Show MAC in arp-fingerprint
Bogdan107 opened this issue · comments
I monitor devices in local network by arp-scan --local
and register each MAC in database.
I want to register also fingerprints for each MAC.
I need to use 2 commands:
arp-scan --local
- to get list of MAC's;arp-fingerprint -l
- to get fingerprints.
The arp-fingerprint
command already use MAC addresses inside and can put MACs into output.

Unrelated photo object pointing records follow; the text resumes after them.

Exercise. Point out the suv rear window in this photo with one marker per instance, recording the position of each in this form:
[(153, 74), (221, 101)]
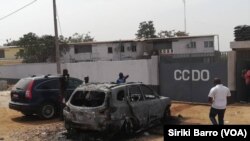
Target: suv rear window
[(22, 84), (88, 98)]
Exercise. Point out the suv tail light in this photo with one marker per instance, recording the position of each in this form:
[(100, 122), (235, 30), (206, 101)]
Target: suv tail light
[(28, 93)]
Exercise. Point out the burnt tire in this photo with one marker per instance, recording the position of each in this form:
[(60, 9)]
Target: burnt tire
[(27, 113), (47, 111)]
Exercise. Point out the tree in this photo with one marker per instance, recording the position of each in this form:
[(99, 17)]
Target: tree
[(42, 49), (146, 30), (171, 33)]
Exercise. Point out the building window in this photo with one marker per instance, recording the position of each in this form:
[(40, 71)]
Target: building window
[(133, 48), (83, 49), (211, 44), (208, 44), (2, 54), (110, 50), (122, 48), (192, 44)]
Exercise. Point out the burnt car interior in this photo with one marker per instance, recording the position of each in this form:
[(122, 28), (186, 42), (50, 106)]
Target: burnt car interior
[(135, 94), (88, 98)]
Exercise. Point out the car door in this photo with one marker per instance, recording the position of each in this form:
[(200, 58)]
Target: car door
[(49, 89), (139, 108), (153, 103)]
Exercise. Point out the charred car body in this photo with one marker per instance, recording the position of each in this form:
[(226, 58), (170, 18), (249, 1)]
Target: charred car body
[(109, 108)]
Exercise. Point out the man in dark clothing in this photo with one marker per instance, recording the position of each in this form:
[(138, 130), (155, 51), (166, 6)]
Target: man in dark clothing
[(86, 80), (218, 98), (64, 81), (246, 77), (122, 78)]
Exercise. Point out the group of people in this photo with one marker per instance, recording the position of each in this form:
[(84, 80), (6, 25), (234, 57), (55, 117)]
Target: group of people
[(217, 96)]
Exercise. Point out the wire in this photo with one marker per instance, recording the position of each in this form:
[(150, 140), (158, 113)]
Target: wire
[(4, 17)]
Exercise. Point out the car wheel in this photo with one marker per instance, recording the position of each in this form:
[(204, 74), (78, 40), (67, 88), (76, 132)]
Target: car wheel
[(47, 111), (27, 113)]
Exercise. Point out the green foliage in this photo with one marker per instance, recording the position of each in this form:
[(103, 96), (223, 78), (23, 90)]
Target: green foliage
[(146, 30)]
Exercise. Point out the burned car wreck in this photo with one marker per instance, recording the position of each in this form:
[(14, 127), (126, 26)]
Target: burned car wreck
[(111, 108)]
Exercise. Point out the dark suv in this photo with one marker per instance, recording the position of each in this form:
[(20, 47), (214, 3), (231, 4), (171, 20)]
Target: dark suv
[(40, 95)]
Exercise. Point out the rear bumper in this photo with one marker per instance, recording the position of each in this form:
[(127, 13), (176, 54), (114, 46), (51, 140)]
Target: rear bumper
[(101, 127), (23, 107)]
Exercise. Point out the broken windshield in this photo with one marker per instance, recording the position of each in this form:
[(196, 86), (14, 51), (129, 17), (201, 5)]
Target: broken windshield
[(88, 98)]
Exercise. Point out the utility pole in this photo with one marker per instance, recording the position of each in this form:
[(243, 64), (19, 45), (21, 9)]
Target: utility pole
[(185, 23), (58, 63)]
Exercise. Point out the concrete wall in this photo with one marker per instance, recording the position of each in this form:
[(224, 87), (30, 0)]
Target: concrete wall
[(240, 45), (145, 71), (100, 52), (10, 52), (180, 46)]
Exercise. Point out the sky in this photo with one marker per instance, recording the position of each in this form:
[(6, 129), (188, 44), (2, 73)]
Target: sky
[(108, 20)]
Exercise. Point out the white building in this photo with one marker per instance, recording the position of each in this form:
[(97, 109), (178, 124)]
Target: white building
[(137, 49)]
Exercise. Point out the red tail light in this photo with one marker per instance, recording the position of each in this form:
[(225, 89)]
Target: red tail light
[(28, 93)]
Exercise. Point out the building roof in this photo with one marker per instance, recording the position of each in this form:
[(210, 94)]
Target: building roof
[(143, 40), (6, 47)]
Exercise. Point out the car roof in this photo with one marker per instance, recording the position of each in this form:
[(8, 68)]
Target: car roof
[(34, 77), (104, 86)]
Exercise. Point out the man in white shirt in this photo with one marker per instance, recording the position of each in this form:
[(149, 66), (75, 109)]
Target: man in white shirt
[(218, 97)]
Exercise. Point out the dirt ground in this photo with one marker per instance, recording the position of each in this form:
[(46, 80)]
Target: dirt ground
[(14, 126)]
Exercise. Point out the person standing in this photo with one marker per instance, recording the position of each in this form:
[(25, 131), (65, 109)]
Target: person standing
[(64, 81), (122, 78), (218, 98), (246, 77)]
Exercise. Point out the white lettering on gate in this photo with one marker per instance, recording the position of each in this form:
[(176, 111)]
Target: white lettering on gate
[(194, 75)]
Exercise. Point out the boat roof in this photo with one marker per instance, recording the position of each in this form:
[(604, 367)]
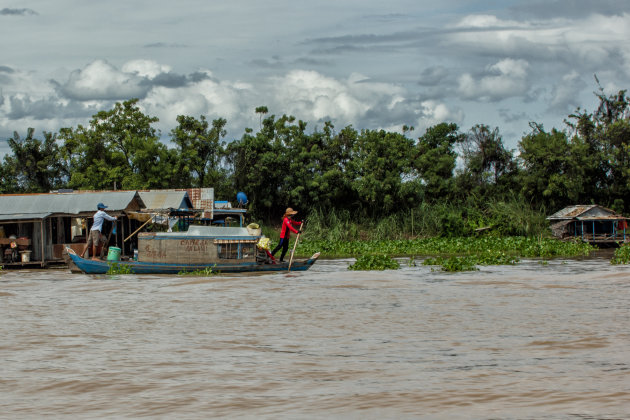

With MAC addresses in the output, I can use only 1 command.
May you add MAC addresses to result of arp-fingerprint
command?
Feature request:
Add --mac
or -m
command line argument to arp-fingerprint
command, which enable MAC addresses in to results.
Actual result:
# arp-fingerprint -l
192.168.0.1 11110101100 UNKNOWN
Expected result:
# arp-fingerprint -l -m
192.168.0.1 AA:BB:CC:DD:EE:FF 11110101100 UNKNOWN
or
# arp-fingerprint -l -m
AA:BB:CC:DD:EE:FF 192.168.0.1 11110101100 UNKNOWN
Thank you for your suggestion.
The arp-fingerprint command already use MAC addresses inside
Not quite: arp-scan
uses MAC addresses, but arp-fingerprint
doesn't currently use MAC addresses at all. But it should be able to obtain the appropriate MAC address by parsing the arp-scan
output.
arp-fingerprint
hasn't been updated since version 1.9.3, so it is due an update. I'll link a pull-request for changes to this ticket.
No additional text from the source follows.